Человек обернулся с беспомощным видом и направился к мальчикам. Он был стар; его грубый шерстяной плащ еще сохранял неприятный запах чернобыльника, растущего в горных ущельях.
— О, дети, что это за большой дом? — сказал он на очень хорошем языке урду.
— Это Аджайб-Гер — Дом Чудес! — Ким не назвал незнакомца «Лала» или «Миан». Он не знал, какой веры иностранец.
— А! Дом Чудес! Можно войти туда?
— На двери написано — всякий может войти.
— Бесплатно?
— Я вхожу и выхожу. А я не банкир, — со смехом сказал Ким.
— Увы! Я старик. Я не знал. — Перебирая четки, он обернулся в сторону музея.
— Какой ты касты? Где твой дом? Пришел ты издалека? — спросил Ким.
— Я пришел из Кулу — из-за Кайласа, но, впрочем, что знаете вы? С гор, где, — он вздохнул, — воздух и вода свежи и прохладны.
— Ага! Китай (китаец), — важно проговорил Абдулла. Фук-Шинг прогнал его однажды из лавки за то, что он плюнул на священное изображение.
— Пахари (горец), — сказал маленький Чота Лаль.
— Да, дитя, горец с гор, которых ты никогда не увидишь. Слышал ты о Бод-юм (Тибете)? Я — не китаец, а тибетец, если желаешь знать — лама, или гуру на вашем языке.
— Гуру из Тибета, — сказал Ким. — Никогда не видел такого человека.

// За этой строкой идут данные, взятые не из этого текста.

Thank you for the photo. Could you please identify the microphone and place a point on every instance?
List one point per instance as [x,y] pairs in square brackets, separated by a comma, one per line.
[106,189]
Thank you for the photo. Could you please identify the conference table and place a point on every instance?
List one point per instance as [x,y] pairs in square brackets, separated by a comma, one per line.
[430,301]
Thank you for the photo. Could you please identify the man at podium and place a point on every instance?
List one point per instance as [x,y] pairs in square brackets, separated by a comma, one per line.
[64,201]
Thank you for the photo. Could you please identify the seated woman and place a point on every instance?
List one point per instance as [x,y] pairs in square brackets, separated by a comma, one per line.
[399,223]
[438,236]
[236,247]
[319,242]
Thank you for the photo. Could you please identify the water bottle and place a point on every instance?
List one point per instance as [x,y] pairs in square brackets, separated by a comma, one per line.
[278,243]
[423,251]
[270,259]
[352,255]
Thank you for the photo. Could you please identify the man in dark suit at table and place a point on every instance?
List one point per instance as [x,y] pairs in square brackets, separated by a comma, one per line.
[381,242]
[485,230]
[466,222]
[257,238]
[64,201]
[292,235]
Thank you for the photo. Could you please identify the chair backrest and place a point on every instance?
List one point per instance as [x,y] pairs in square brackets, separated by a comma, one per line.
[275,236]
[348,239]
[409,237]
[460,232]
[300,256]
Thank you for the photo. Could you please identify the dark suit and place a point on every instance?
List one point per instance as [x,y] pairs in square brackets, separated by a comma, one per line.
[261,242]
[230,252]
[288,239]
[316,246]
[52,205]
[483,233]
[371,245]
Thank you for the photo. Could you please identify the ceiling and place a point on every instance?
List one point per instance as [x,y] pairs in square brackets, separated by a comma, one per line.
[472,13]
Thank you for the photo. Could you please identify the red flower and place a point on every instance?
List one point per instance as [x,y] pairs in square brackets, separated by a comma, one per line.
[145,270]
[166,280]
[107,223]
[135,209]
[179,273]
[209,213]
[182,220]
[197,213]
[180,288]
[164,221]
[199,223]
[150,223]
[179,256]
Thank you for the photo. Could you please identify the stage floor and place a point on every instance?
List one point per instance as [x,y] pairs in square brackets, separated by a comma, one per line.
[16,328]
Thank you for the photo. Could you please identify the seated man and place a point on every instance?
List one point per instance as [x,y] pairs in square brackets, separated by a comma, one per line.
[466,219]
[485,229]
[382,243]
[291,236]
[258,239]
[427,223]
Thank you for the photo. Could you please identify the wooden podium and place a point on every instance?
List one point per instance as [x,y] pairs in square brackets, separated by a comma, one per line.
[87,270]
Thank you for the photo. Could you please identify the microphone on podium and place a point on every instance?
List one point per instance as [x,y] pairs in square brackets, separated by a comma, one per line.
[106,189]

Значит, в Тибете есть индусы?
— Мы — последователи Срединного Пути — живем мирно в своих монастырях; я иду, чтобы увидеть прежде, чем умру, четыре священных места. Вы, дети, знаете теперь столько же, сколько старик. — Он ласково улыбнулся мальчикам.
— Ел ты что-нибудь?
Старик порылся за пазухой и вынул старую деревянную чашу, в которую собирал милостыню. Мальчики кивнули головами. Все знакомые им духовные лица просили милостыню.
— Мне еще не хочется есть. — Он повернул голову, словно старая черепаха, греющаяся на солнце. — Правда ли, что в Лагорском Доме Чудес много изображений святых? — Он повторил последние слова, как будто ожидая подтверждения их.
— Это правда, — сказал Абдулла. — Он наполнен идолами язычников. Ты тоже идолопоклонник?
— Не обращай внимания на него, — сказал Ким. — Это правительственный дом, и там нет никакого идоло поклонства, а только сахиб с седой бородой. Пойдем со мной, я покажу.
— Чужие жрецы едят мальчиков, — шепнул Чота Лаль.
— А он и чужой и идолопоклонник, — сказал Абдулла, магометанин.
Ким расхохотался:
— Он неизвестен нам. Бегите и заберитесь на колени к матери матерей и будете там в безопасности. Идем.
Ким с шумом повернул двигавшийся механически турникет; старик последовал за ним и остановился в изумлении. В первом зале стояли большие фигуры греко-буддистской скульптуры — одним лишь ученым известно, когда они были созданы забытыми скульпторами, рукам которых, казалось, таинственно передалось что-то из искусства греков. Тут были сотни обломков, резных рельефных украшений, кусков статуй и плит, фигур, которые украшали в былое время кирпичные стены буддистских мавзолеев и памятников Северной страны; теперь, открытые и снабженные надписями, они составляли гордость музея. С открытым от изумления ртом лама поворачивался от одного предмета к другому и, наконец, замер в восхищении перед горельефом, изображавшим коронацию или апофеоз Владыки Будды. Властелин сидел на лотосе, лепестки которого были так нарезаны, что каждый из них казался отдельным. Вокруг него была целая иерархия властителей, старшин и древних Будд. Внизу виднелись покрытые лотосами воды с рыбами и птицами. Два дева (добрые духи) с крыльями бабочек держали венец над его головой; другая пара, повыше, поддерживала зонтик, наверху которого красовался головной убор бодисатвы.[2]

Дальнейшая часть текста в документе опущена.